Review: System Of A Down Delivers at Banc of California Stadium

System Of A Down - courtesy


LOS ANGELES, CA – System Of A Down headlined the 22,000 capacity Banc of California Stadium on a chilly Saturday night, supported by three very different opening acts. Although the Glendale-originated act draws a large and loyal fanbase, its popularity can be a tad confusing to outsiders. Led by vocalist-sometimes keyboardist Serj Tankian and, to a lesser extent, guitarist Daron Malakian, this SoCal group performed a healthy selection of songs from its nearly 20-year career.

Some of these songs, such as “Soldier Side,” included pointed social commentary. Musically, the band’s songs incorporate metal and progressive rock elements, as well as rap and what sounded like ethnic folk music. Tankian inserted keyboard notes now and again but spent most of his time roaming the stage or singing from atop a riser. These players all performed with enthusiasm and physicality, and the large crowd appeared to love every minute of it.

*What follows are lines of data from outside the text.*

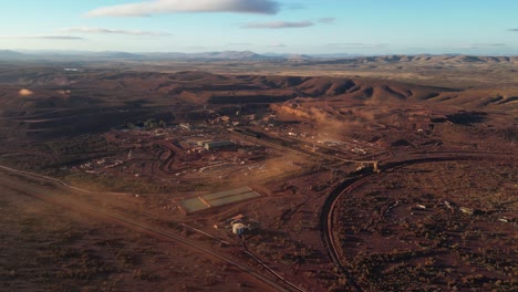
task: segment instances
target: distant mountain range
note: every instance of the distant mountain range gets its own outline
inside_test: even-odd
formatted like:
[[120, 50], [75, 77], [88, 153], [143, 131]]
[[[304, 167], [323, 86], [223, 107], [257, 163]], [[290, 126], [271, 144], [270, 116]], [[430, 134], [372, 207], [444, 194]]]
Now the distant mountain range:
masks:
[[30, 51], [0, 50], [0, 61], [277, 61], [308, 64], [365, 64], [365, 63], [518, 63], [518, 56], [479, 56], [462, 54], [359, 55], [359, 54], [258, 54], [251, 51], [221, 51], [204, 53], [128, 53], [117, 51]]

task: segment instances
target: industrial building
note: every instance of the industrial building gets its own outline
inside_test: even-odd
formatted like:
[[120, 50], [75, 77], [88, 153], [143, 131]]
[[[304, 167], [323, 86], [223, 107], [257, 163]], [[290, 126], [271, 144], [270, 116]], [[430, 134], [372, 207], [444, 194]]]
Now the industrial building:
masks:
[[237, 236], [242, 236], [248, 230], [248, 227], [244, 223], [234, 223], [232, 225], [232, 233]]

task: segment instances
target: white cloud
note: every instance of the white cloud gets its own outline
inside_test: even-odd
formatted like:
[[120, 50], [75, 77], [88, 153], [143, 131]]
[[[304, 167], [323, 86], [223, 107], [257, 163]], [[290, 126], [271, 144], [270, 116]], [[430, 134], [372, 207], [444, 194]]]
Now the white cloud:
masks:
[[332, 24], [332, 23], [334, 23], [335, 20], [336, 20], [335, 18], [321, 18], [321, 19], [319, 19], [319, 22], [320, 23]]
[[62, 31], [63, 32], [73, 32], [73, 33], [127, 34], [127, 35], [137, 35], [137, 36], [167, 36], [167, 35], [172, 35], [170, 33], [158, 32], [158, 31], [111, 30], [111, 29], [90, 28], [90, 27], [70, 28], [70, 29], [63, 29]]
[[298, 21], [298, 22], [290, 22], [290, 21], [271, 21], [271, 22], [250, 22], [241, 28], [244, 29], [299, 29], [299, 28], [308, 28], [313, 27], [314, 23], [311, 21]]
[[138, 3], [103, 7], [87, 17], [146, 17], [178, 12], [237, 12], [274, 14], [280, 4], [274, 0], [154, 0]]
[[0, 39], [27, 39], [27, 40], [58, 40], [58, 41], [76, 41], [76, 40], [85, 40], [84, 38], [80, 36], [71, 36], [71, 35], [0, 35]]
[[271, 45], [269, 45], [269, 48], [287, 48], [288, 45], [283, 44], [283, 43], [273, 43]]
[[333, 49], [380, 49], [380, 48], [385, 48], [386, 44], [350, 42], [350, 43], [328, 43], [328, 46], [333, 48]]

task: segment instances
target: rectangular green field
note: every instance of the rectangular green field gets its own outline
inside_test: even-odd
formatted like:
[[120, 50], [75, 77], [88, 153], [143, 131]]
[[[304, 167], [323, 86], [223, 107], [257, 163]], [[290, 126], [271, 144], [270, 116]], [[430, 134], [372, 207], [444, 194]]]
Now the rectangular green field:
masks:
[[234, 196], [209, 200], [208, 204], [210, 204], [210, 206], [213, 207], [219, 207], [219, 206], [224, 206], [227, 204], [238, 202], [238, 201], [248, 200], [248, 199], [257, 198], [257, 197], [260, 197], [260, 195], [255, 191], [249, 191], [245, 194], [238, 194]]
[[186, 212], [196, 212], [209, 208], [197, 197], [182, 200], [179, 205]]
[[245, 192], [250, 192], [251, 189], [249, 187], [242, 187], [242, 188], [237, 188], [237, 189], [231, 189], [231, 190], [225, 190], [225, 191], [218, 191], [218, 192], [213, 192], [208, 195], [200, 196], [204, 198], [204, 200], [210, 201], [219, 198], [225, 198], [225, 197], [230, 197], [239, 194], [245, 194]]

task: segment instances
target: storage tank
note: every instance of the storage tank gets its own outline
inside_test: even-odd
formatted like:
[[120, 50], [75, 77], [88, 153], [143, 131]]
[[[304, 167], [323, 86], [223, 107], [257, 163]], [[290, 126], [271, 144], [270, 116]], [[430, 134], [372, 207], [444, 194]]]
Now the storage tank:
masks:
[[241, 236], [245, 233], [245, 230], [247, 230], [248, 228], [244, 225], [244, 223], [234, 223], [232, 225], [232, 233], [234, 234], [238, 234], [238, 236]]

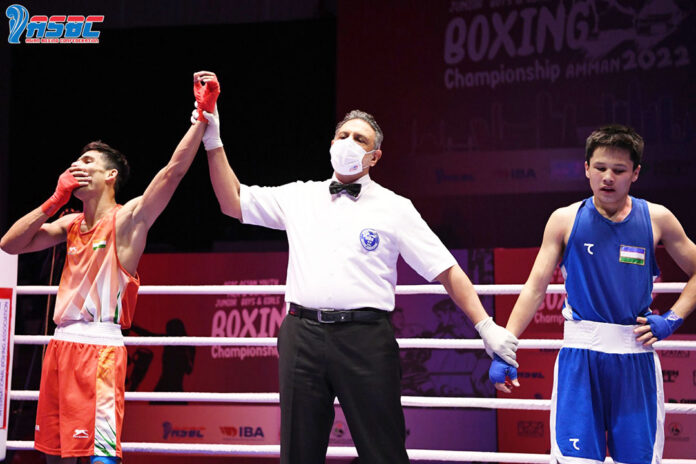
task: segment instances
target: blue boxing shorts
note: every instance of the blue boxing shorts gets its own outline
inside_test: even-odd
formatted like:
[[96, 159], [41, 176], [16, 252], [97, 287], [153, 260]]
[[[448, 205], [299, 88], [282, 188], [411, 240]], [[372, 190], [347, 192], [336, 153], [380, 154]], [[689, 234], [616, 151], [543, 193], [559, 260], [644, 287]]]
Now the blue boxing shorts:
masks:
[[664, 446], [660, 360], [635, 326], [566, 321], [551, 397], [552, 463], [657, 464]]

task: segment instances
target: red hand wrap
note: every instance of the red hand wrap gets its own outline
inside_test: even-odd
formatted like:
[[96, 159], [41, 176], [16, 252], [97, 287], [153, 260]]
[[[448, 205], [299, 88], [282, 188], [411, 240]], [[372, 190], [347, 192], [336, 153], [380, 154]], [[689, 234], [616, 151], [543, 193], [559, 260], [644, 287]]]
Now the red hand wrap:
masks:
[[212, 113], [215, 111], [215, 102], [220, 95], [220, 83], [217, 79], [212, 79], [202, 85], [200, 82], [193, 83], [193, 95], [198, 103], [198, 120], [206, 121], [203, 111]]
[[70, 173], [70, 170], [66, 170], [58, 178], [58, 186], [56, 191], [53, 192], [51, 198], [46, 200], [43, 205], [41, 205], [41, 211], [47, 216], [53, 216], [60, 209], [61, 206], [66, 204], [70, 200], [70, 195], [72, 191], [80, 186], [80, 183], [75, 179], [75, 177]]

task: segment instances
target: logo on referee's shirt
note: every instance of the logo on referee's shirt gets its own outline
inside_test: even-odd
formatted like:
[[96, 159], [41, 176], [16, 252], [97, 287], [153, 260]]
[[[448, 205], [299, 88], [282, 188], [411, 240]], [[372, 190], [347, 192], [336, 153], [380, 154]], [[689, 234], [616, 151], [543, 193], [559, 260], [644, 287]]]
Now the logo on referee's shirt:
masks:
[[360, 244], [367, 251], [372, 251], [379, 246], [379, 234], [374, 229], [363, 229], [360, 232]]

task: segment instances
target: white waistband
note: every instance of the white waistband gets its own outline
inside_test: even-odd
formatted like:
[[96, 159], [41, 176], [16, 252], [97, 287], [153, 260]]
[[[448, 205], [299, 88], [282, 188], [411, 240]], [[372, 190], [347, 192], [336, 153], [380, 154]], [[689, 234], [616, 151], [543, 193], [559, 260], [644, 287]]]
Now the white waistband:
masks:
[[604, 353], [652, 352], [652, 346], [636, 341], [636, 325], [607, 324], [594, 321], [565, 321], [563, 347], [583, 348]]
[[111, 322], [75, 321], [59, 325], [53, 338], [89, 345], [123, 346], [121, 326]]

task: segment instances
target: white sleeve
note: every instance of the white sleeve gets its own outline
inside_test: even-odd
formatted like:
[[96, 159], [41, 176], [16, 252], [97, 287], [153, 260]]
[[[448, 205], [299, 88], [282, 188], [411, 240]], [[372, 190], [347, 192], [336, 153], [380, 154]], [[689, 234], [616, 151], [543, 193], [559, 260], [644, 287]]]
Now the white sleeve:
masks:
[[240, 186], [242, 222], [271, 229], [285, 230], [286, 209], [292, 204], [294, 184], [280, 187]]
[[413, 203], [404, 201], [399, 218], [399, 253], [418, 274], [432, 282], [442, 271], [457, 264], [457, 260], [428, 227]]

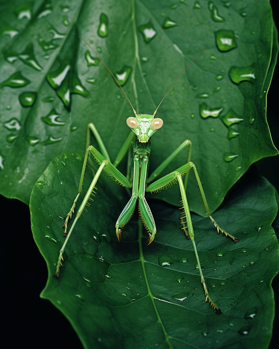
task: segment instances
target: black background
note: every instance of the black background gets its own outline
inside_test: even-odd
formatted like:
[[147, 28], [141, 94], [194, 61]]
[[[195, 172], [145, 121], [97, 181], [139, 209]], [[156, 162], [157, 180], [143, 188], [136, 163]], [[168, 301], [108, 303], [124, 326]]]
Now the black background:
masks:
[[[271, 0], [270, 2], [275, 15], [274, 7], [278, 3], [278, 0]], [[274, 17], [278, 28], [278, 16], [274, 15]], [[278, 67], [276, 68], [268, 91], [267, 114], [273, 142], [279, 149], [278, 70]], [[252, 174], [258, 171], [279, 191], [279, 159], [278, 156], [262, 159], [251, 165], [249, 172]], [[0, 200], [3, 227], [1, 275], [3, 347], [5, 349], [82, 349], [68, 320], [49, 301], [39, 298], [46, 284], [47, 272], [46, 263], [33, 239], [30, 228], [29, 208], [18, 200], [7, 199], [1, 195]], [[277, 230], [277, 237], [279, 223], [278, 216], [273, 224]], [[278, 343], [279, 275], [274, 278], [272, 284], [276, 307], [273, 336], [269, 349], [275, 349], [278, 347]]]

As one who is outside the SOAD clan, however, it was difficult to find something to hang onto as a newbie. Nothing felt universal, in that everyone — fan or non-fan — could relate to it. Therefore, if you’ve already bought into SOAD’s unique presentation, this was probably a great night for you. If not, well, it was at least unusual and sincere.

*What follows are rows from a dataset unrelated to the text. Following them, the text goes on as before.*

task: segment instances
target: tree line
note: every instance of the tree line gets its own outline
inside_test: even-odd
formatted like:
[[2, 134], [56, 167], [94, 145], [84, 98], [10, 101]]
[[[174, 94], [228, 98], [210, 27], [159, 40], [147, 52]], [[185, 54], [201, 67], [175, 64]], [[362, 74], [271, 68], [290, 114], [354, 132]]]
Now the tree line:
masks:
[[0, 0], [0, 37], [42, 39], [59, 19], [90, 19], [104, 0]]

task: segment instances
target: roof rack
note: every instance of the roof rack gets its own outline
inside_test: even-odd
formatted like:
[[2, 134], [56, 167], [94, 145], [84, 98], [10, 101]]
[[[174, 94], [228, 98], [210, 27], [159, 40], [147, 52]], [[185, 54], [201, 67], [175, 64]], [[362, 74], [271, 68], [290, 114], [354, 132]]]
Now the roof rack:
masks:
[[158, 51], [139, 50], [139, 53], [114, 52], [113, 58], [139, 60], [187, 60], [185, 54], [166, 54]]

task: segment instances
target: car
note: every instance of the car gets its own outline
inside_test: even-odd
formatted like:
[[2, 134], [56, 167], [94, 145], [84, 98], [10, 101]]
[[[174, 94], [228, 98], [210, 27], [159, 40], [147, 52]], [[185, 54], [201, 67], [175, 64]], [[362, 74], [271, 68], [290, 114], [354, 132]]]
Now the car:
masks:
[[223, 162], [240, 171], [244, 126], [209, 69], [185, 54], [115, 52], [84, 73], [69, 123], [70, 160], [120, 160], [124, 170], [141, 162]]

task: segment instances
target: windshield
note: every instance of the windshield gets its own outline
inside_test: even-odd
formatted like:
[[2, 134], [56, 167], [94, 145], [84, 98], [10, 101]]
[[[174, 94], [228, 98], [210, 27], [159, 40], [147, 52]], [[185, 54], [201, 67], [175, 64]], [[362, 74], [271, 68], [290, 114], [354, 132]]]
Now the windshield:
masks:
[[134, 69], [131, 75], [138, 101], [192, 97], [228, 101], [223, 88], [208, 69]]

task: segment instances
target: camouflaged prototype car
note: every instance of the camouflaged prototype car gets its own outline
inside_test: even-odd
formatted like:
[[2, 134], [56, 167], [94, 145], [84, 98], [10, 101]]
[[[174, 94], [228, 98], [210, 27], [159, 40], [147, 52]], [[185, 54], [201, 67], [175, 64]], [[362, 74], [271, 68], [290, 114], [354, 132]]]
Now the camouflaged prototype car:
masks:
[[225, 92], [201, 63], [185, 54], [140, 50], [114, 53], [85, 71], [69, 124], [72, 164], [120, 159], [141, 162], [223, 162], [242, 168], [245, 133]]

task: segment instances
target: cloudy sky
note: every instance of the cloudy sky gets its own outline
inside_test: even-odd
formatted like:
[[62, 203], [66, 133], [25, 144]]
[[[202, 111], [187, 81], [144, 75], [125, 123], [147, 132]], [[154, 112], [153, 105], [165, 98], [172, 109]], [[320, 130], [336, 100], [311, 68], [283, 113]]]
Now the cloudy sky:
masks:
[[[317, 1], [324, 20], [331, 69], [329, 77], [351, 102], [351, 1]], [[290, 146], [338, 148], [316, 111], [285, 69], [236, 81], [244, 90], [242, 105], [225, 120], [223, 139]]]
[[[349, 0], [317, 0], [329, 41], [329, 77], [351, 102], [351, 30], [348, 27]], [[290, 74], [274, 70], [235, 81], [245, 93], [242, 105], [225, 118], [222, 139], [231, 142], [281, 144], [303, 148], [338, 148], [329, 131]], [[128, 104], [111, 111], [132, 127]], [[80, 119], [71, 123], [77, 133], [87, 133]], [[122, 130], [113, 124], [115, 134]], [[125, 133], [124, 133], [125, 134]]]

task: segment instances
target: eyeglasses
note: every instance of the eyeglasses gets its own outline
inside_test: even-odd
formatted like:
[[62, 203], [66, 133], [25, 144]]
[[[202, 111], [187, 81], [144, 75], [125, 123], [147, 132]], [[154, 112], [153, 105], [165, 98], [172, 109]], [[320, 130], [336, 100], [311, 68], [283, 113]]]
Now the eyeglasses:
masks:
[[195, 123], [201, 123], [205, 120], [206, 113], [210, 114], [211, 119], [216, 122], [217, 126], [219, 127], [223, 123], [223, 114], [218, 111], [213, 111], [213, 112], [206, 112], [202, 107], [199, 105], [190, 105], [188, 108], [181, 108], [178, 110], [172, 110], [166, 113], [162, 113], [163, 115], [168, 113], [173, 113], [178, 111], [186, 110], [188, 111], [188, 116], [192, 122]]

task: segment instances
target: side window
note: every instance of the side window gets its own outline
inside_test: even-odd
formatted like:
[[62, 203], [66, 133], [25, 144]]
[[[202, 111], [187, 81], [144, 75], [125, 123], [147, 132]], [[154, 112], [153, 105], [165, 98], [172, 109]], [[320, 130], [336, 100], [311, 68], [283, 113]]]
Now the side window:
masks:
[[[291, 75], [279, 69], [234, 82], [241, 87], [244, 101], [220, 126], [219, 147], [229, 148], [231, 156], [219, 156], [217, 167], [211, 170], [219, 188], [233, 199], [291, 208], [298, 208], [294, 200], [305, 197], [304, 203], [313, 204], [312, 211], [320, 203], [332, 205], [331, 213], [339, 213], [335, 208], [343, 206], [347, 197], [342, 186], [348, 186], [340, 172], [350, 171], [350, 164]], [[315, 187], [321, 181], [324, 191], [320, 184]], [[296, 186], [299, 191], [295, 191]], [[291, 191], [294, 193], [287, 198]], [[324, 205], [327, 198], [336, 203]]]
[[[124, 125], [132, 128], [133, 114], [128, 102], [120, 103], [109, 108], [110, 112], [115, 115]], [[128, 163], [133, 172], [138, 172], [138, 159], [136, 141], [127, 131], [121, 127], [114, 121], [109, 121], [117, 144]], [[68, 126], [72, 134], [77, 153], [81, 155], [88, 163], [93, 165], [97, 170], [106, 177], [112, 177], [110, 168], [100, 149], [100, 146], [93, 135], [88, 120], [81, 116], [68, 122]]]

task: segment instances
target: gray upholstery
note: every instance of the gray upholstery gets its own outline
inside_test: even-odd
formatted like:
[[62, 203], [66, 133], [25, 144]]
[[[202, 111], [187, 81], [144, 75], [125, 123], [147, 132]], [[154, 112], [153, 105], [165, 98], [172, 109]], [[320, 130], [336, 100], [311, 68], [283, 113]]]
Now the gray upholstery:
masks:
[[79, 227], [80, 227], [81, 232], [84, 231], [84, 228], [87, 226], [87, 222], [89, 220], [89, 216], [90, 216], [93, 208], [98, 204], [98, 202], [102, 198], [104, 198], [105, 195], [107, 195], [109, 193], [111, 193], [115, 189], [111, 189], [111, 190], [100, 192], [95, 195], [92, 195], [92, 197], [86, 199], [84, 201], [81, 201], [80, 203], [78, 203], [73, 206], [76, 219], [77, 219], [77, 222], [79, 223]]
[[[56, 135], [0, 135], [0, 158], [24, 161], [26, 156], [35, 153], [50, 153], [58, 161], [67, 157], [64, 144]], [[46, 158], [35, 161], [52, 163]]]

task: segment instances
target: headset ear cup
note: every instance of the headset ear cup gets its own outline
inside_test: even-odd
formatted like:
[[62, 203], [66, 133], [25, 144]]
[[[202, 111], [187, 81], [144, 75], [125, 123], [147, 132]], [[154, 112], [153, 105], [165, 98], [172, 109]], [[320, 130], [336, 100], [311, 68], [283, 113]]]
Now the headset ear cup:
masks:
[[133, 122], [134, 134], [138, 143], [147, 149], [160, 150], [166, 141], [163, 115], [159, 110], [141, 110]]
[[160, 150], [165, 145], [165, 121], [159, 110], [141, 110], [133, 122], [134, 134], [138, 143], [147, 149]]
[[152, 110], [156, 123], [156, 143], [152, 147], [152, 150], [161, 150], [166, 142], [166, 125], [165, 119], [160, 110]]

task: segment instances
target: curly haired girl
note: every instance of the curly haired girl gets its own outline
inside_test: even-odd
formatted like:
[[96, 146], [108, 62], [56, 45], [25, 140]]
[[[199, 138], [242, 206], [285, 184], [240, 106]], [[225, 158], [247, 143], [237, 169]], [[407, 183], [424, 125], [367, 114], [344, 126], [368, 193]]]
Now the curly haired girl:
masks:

In contrast, Korn’s nu metal set was engaging, from start to finish.Leader Jonathan Davis went out of his way to speak to the crowd often, Whether it was introducing a new song, “Start the Healing,” or calling “Blind” the song that started it all, Korn had even non-metal-heads bobbing their heads along to hits like “Got the Life” and “Freak on a Leash.”

Helmet preceded Korn with its enjoyable, progressive take on metal. Led by band mainstay Page Hamilton, this act, which even predates SOAD, played a set of complicated, yet memorable, songs, like “Just Another Victim.” This was thinking man’s metal at its best.

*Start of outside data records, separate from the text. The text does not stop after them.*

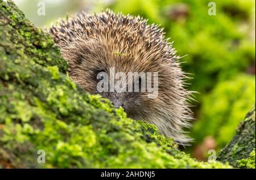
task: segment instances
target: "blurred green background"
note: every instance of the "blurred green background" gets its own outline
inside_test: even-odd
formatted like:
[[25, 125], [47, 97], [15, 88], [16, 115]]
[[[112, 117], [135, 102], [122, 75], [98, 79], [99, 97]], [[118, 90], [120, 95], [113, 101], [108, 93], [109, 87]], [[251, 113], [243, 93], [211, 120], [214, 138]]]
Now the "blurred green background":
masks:
[[[209, 15], [205, 0], [15, 0], [36, 26], [48, 27], [60, 18], [85, 10], [109, 7], [139, 15], [160, 24], [180, 56], [184, 71], [192, 74], [188, 88], [199, 93], [192, 108], [195, 120], [189, 131], [195, 140], [183, 149], [199, 160], [208, 150], [219, 150], [232, 139], [239, 122], [255, 103], [254, 0], [218, 0]], [[46, 15], [39, 16], [39, 2]]]

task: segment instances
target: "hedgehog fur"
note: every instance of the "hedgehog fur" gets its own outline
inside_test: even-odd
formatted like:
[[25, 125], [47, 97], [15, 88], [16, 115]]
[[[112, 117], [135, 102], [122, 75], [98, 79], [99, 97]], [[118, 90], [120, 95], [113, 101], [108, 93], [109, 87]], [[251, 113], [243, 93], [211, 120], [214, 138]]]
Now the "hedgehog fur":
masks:
[[[68, 62], [69, 77], [86, 91], [113, 101], [119, 99], [128, 117], [155, 124], [177, 144], [187, 145], [191, 141], [183, 130], [192, 119], [188, 103], [191, 92], [184, 82], [187, 77], [180, 68], [180, 57], [159, 26], [148, 25], [140, 16], [107, 10], [76, 14], [52, 26], [48, 32]], [[146, 92], [99, 93], [96, 73], [108, 72], [110, 67], [125, 73], [158, 72], [158, 97], [148, 98]]]

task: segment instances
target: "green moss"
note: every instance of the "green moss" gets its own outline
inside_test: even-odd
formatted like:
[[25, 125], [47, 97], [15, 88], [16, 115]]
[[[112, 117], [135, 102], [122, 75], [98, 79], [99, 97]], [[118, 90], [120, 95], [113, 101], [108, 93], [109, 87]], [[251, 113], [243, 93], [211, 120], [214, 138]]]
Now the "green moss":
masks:
[[[240, 123], [236, 135], [230, 142], [219, 153], [217, 160], [229, 162], [236, 168], [255, 167], [255, 106], [247, 114], [244, 121]], [[253, 154], [253, 152], [254, 154]], [[254, 156], [254, 161], [253, 161]], [[248, 166], [242, 164], [248, 163]]]
[[232, 168], [197, 162], [155, 126], [85, 93], [48, 35], [13, 2], [0, 0], [0, 167]]
[[255, 77], [243, 74], [220, 82], [203, 97], [201, 116], [191, 129], [192, 137], [199, 143], [210, 136], [217, 143], [217, 150], [223, 148], [255, 103]]
[[238, 166], [242, 168], [255, 169], [255, 149], [250, 153], [250, 156], [247, 158], [238, 160]]

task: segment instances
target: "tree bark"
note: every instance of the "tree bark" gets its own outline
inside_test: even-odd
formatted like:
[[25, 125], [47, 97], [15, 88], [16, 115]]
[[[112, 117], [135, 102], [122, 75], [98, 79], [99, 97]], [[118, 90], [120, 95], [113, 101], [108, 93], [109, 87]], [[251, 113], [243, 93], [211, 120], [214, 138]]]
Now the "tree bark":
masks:
[[232, 168], [190, 158], [67, 69], [50, 35], [0, 0], [0, 168]]
[[[242, 161], [251, 160], [255, 168], [255, 105], [240, 123], [231, 141], [220, 152], [217, 160], [228, 162], [236, 168], [248, 168]], [[254, 161], [253, 161], [254, 160]]]

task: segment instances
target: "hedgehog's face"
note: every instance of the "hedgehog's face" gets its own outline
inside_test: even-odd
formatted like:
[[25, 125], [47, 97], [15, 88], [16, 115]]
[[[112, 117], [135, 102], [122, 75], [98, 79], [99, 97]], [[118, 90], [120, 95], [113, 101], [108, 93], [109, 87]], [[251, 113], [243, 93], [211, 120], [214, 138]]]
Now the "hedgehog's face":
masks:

Those of us unfamiliar with opener Russian Circles, kept waiting for the vocals to start. They never did, though, because this Chicago trio is an instrumental metal band. Although only given a half-hour of stage time, the act gave the early arriving audience members a nice taste of mesmerizing hard rock.

Even if you’re not a diehard loyalist in the SOAD tribe, this four-band lineup proved how there is far more variety within the hard rock genre than you might initially imagine. And that’s admirable, indeed.